La razón por la que lo he escogido para comenzar es porque me preocupa la tendencia social cada vez más creciente a leer para “confirmar” lo que se cree, se siente, se piensa. Se tiende a elegir leer los periódicos, y dentro de estos las secciones, las firmas, las columnas, que “confirman” nuestras ideas, sin ni siquiera haber analizado de dónde provienen y qué las mantienen ahí, pues acaso descubramos que proceden de nuestra tradición familiar y de la posición ideológica que ocupa en la sociedad, o tal vez de algo que hayamos escuchado o conversado con unos amigos. Y, sin embargo, como son nuestras ideas parece que no hay modo de romper con ellas.

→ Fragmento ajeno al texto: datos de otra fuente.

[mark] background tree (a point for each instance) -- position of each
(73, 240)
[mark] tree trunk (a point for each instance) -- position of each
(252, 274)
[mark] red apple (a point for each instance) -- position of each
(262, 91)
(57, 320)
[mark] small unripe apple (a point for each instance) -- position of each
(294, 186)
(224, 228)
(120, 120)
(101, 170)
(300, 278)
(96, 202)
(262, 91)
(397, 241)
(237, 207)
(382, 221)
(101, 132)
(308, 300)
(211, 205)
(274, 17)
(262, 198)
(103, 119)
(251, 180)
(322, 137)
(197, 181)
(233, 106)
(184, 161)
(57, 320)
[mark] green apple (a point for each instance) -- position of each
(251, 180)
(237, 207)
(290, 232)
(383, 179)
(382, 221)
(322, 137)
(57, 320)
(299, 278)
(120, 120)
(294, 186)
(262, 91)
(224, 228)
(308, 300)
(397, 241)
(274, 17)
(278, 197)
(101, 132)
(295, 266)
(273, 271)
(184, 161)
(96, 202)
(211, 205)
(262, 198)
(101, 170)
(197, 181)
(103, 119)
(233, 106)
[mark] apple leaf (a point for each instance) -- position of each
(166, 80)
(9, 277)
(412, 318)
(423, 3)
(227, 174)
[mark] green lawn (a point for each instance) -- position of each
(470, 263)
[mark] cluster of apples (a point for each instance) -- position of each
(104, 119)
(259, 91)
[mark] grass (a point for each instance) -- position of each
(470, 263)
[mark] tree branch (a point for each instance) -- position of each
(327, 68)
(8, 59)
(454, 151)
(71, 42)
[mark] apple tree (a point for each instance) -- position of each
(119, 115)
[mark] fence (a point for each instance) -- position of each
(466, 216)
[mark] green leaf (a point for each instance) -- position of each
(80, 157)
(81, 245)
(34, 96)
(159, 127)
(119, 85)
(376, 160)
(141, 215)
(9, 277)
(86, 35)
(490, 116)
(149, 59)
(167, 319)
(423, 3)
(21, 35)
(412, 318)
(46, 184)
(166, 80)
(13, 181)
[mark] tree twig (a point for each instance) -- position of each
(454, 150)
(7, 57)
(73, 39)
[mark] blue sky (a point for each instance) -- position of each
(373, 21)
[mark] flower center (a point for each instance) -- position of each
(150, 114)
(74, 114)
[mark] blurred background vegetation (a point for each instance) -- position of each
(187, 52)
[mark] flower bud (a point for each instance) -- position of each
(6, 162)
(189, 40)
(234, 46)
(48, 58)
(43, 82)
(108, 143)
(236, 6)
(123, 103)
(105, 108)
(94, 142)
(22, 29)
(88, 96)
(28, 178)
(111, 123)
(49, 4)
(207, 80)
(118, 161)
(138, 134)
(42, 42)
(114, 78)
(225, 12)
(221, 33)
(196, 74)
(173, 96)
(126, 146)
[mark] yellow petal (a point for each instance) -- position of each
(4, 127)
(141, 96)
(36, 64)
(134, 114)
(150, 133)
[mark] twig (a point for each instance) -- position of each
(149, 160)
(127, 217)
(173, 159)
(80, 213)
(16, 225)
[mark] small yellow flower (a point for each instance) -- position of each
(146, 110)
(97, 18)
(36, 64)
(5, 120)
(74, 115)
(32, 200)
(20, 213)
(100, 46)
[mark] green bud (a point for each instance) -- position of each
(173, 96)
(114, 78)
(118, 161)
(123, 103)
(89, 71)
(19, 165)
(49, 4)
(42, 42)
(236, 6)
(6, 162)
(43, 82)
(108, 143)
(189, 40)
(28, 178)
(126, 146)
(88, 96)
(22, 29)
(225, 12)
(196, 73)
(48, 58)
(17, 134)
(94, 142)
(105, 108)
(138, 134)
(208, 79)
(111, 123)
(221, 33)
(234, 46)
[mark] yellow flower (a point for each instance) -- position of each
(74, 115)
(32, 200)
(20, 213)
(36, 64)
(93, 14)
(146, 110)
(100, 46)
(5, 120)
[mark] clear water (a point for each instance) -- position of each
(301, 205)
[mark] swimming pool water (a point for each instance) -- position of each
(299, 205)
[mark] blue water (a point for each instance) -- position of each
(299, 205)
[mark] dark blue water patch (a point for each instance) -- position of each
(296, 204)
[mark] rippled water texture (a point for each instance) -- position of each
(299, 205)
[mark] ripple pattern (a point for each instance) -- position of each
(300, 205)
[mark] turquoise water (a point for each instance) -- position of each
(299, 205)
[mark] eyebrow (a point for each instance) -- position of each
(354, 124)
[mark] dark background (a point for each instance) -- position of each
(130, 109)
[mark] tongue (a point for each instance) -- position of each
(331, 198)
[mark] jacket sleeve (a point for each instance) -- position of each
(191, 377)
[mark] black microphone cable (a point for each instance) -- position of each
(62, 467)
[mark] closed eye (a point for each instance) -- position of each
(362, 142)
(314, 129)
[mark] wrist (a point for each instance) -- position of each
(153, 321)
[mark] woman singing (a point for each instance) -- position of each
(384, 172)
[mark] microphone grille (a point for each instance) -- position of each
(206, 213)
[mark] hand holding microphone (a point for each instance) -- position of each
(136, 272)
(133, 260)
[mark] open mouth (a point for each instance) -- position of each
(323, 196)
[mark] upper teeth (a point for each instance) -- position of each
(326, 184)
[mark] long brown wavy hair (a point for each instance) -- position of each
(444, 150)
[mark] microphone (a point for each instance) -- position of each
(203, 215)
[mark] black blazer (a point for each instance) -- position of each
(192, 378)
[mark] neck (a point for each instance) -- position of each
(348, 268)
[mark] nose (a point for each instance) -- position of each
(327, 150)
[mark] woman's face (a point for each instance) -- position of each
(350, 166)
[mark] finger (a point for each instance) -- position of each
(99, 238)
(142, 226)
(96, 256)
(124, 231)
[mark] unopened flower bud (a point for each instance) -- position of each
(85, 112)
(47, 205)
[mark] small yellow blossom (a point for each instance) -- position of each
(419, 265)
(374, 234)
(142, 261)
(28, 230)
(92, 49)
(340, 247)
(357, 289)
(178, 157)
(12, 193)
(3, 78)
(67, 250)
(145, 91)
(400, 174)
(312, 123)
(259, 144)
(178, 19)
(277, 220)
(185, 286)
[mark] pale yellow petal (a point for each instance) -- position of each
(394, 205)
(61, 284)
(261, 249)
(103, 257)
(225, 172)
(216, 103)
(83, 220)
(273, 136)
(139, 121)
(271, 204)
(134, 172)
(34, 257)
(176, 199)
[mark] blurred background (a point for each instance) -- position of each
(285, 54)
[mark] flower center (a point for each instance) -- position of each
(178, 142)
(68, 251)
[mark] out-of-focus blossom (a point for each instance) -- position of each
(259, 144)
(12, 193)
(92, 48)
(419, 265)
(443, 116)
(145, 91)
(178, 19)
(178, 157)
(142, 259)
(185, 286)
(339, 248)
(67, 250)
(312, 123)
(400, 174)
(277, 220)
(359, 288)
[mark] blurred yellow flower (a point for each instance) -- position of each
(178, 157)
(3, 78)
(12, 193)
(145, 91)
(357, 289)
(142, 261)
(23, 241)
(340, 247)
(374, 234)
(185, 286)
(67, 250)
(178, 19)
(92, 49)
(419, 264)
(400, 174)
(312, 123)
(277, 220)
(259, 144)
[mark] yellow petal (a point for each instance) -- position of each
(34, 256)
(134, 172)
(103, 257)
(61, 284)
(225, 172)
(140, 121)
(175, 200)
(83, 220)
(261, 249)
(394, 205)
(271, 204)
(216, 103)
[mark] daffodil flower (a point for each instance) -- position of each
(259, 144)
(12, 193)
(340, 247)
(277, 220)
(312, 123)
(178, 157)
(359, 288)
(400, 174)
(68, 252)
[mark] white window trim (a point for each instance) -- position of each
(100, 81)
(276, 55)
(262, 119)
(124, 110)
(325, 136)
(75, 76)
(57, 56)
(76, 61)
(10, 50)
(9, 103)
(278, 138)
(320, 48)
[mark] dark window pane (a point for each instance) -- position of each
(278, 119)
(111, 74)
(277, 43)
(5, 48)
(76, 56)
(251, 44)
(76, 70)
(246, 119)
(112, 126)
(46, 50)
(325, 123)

¿Quiénes se atreven a leer para romper el mar de sus convicciones? ¿Cómo podemos saber que están bien fundadas nuestras creencias y no son meros prejuicios de la sociedad y de la época en que vivimos? Recuerdo el miedo que me suscitaba leer a Nietzsche, a Cioran y luego… Tenía miedo a que después de leerlos no pudiera relacionarme con mi familia, con mi pareja y mis amigos como hasta entonces lo había hecho.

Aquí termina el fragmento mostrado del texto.